The furniture, fixture, and equipment (FF&E) of a hotel are often heavily used and require frequent replacement. FF&E replacements are essential to maintain the hotel’s image, quality and income. For this purpose a fund is set up to accumulate capital for the periodic replacements of FF&E. Most operators charge close to 5% of gross revenue as FF&E reserve. The amount of the FF&E reserve is ramped up progressively with the period of operation, for example 1% in Year 1, 2% in Year 2 and so on.
Typically, capital improvements are divided into routine capital improvements (funded through the FF&E reserve account), which are required to maintain revenues and profits at their present levels, and discretionary capital improvements (also called ROI capital improvements). These latter capital improvements are investments that are undertaken in order to generate more revenue and profits, such as the conversion of offices into meeting rooms. The latter require owner approval and are in addition to the funds expended from the reserve account.
Within a management contract the obligation falls upon the owner to provide funds to maintain the hotel according to the relevant brand standards. If management elects to postpone a required repair, they have not eliminated or saved the expenditure, but merely deferred payment until a later date. A hotel that has operated with a lower than normal maintenance budget is likely to have accumulated a considerable amount of deferred maintenance. An insufficient FF&E reserve will eventually negatively impact the standard or grading of a property, and may also lead to a decline in the hotel’s performance and its value.
An integral component of a market area’s supply and demand relationship that has a direct impact on performance is the current and anticipated supply of competitive hotel facilities. By including a non-compete clause in a management contract, an owner has an assurance that no other property with the same brand is allowed to open in order to avoid cannibalisation of business.
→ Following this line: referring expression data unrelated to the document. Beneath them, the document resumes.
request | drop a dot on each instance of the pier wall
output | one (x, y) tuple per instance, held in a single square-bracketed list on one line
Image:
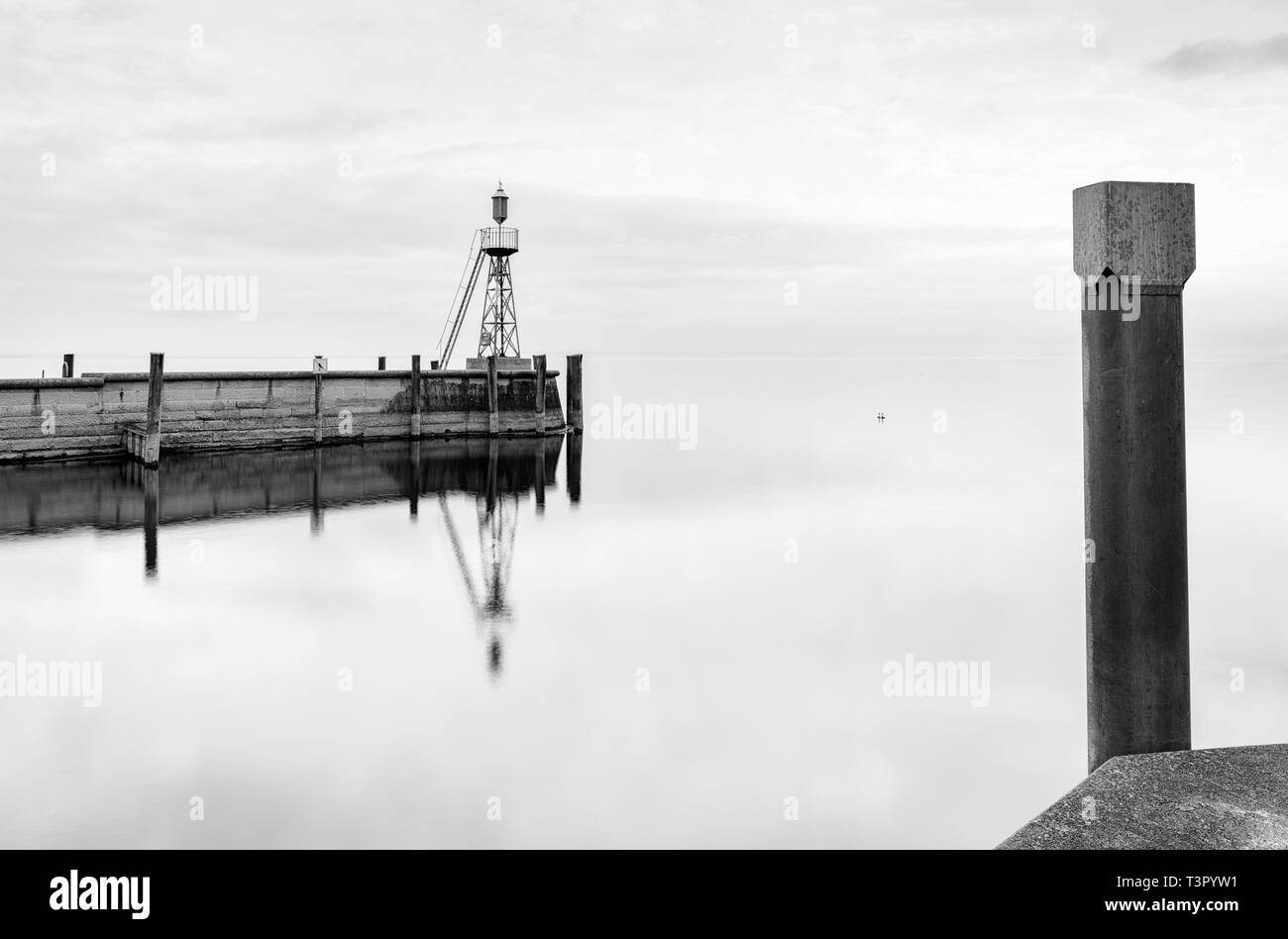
[(52, 419)]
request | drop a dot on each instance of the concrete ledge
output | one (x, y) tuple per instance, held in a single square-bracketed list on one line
[(1190, 798)]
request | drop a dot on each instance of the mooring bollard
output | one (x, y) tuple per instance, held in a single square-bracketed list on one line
[(575, 393), (539, 474), (415, 479), (156, 382), (316, 515), (151, 519), (493, 419), (539, 363), (574, 468), (415, 397), (317, 407), (1133, 250)]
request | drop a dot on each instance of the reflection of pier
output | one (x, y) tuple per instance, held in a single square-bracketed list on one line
[(44, 498)]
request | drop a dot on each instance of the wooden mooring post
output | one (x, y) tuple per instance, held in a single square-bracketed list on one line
[(1133, 250), (493, 417), (156, 384), (575, 393), (539, 363), (415, 395)]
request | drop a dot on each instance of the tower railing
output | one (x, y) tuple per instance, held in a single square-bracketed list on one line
[(506, 239)]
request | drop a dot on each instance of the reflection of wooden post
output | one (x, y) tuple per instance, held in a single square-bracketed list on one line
[(575, 468), (156, 382), (151, 519), (575, 393), (540, 364), (1134, 243), (317, 407), (493, 419), (540, 474), (415, 397), (316, 514), (415, 478)]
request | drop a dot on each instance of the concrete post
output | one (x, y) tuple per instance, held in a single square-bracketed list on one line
[(156, 382), (540, 365), (317, 407), (1133, 249), (493, 417), (415, 397), (575, 393)]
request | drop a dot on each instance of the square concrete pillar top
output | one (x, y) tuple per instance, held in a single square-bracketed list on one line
[(1134, 230)]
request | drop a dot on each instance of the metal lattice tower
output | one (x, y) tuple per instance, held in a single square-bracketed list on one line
[(500, 333)]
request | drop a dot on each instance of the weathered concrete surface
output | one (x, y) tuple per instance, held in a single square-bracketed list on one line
[(1134, 230), (1133, 458), (54, 419), (1196, 798)]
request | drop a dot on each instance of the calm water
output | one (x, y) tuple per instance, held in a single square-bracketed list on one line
[(643, 643)]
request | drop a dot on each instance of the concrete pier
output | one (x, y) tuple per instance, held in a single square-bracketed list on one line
[(1133, 249), (1199, 798), (106, 415)]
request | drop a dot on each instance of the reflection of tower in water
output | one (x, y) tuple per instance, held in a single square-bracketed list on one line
[(497, 515)]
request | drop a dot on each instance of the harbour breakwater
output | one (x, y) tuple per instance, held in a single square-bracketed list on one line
[(138, 414)]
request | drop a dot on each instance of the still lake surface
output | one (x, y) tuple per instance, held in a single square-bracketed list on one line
[(377, 647)]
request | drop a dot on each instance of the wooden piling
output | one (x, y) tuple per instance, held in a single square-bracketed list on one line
[(415, 397), (413, 495), (574, 468), (539, 476), (1133, 248), (151, 519), (575, 393), (156, 382), (493, 417), (317, 407), (539, 363)]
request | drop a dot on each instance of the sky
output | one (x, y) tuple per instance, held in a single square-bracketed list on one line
[(715, 179)]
Non-compete clauses are individual to each property and may include some of the following aspects:
- Those brands that will be included in the exclusion clause
- The term of the exclusion period
- The geographical area (either radius around the hotel or the whole city)
Hotel management agreements may include a clause providing each party the opportunity to terminate the agreement. We focus on two of these: termination on sale and buyout clause.
Termination on sale provides the owner the opportunity to release the investment and sell the hotel. This clause is usually negotiated by the owner to provide more flexibility in the future.
Buyout clause allows the owner to sever the agreement by compensating the management company based usually on a multiple of average annual fees earned.
Both of the above mentioned clauses are almost never exercised in Russia and CIS. Normally the hotel operator cannot be “disturbed” or bought out during the entire term of the agreement.
Today’s interest in the hotel markets of Russia and the CIS from the management companies enables owners to choose from a large variety of operators. Owners should retain professional hospitality consulting companies to assist in management agreements negotiations, to achieve the most desirable terms.
The management agreement factors mentioned in this article only cover some of the major aspects of the contract. These documents are complex legal documents that should be carefully addressed with assistance of legal advisors. All values mentioned in the article are aggregated averages for Russia and the CIS. Actual contract terms depend on the individual hotel projects and negotiations.